SPEAKING OF RUNNING AWAY . . . I WAS ON CALL THIS PARTICULAR WEEKEND. AT ONE POINT THE HERD WAS PARTICULARLY VOCAL--EVERY COW, EVERY CALF BAWLING AT THE EXACT SAME TIME! IT WAS AT THIS SAME TIME THAT MY WORK PHONE RANG. I ATTEMPTED TO GET AS FAR FROM THE BARNYARD NOISES AS QUICKLY AS POSSIBLE BUT I KNOW THE SOUND OF AN ENTIRE HERD OF MOOING COWS COULD BE HEARD THROUGH THE PHONE LINES! FORTUNATELY FOR ME, THE CALL WAS COMING FROM ONE OF OUR BUILDINGS (AND NOT A DISCHARGE NURSE AT THE HOSPITAL). BUT STILL, I CAN ONLY IMAGINE WHAT THAT POOR GIRL MUST HAVE BEEN THINKING AS SHE SPOKE WITH ME! HOWEVER, I GUARANTEE IT WON'T BE LONG BEFORE SHE'LL COME TO EXPECT STRANGE NOISE WHEN I'M MANNING THE HOTLINE FOR THE WEEKEND!

CHECK IT OUT! UNCLE JIM IS WEARING MY PINK HOTTIE!
WE ACTUALLY USED IT TO "PERSUADE" A FEW OF THE STUBBORN COWS!
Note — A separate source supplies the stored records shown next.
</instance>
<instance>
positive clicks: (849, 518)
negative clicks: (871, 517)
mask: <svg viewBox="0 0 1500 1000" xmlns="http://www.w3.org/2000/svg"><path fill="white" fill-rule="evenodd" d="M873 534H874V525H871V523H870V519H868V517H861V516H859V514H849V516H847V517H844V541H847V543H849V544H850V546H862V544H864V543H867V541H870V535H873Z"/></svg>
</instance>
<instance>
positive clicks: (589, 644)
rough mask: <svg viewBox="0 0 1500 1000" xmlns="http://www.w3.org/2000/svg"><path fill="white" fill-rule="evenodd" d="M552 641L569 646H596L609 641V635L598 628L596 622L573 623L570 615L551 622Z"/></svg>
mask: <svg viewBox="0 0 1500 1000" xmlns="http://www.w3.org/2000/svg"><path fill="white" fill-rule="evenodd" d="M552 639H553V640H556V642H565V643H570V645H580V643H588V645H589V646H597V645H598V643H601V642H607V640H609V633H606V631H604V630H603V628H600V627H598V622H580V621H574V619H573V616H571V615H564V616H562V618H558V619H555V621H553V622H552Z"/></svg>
THIS IS THE COW THAT SOMEHOW ENDED UP BEING NAMED AFTER ME!
I THINK IT IS COOL SHE HAS AN EAR TAG NUMBER OF 678.
MY BIRTH MONTH AND YEAR!


I LOVE NOSES!

AND BEING A COWGIRL! ")

3 comments:

Amy and Cole said...

I freaking love you!!! I am so envious of your adventures as a cowgirl!!! Once this baby pops out, next year I am there with you!!!

GOOD JOB TESSIE!!!!

Anonymous said...

Thank you Tess for this story. It brings back way too may memories from so long ago and the hundreds of calves we us to do. No rocky mountain oysters? Anyway, great job, hope you had a great time. Aunt Jan

Anonymous said...

HeeHaw
I knew one day my cowgirl childhood would come back. I miss being a cowgirl especially my horse!These were great pics ..thanks for the memories.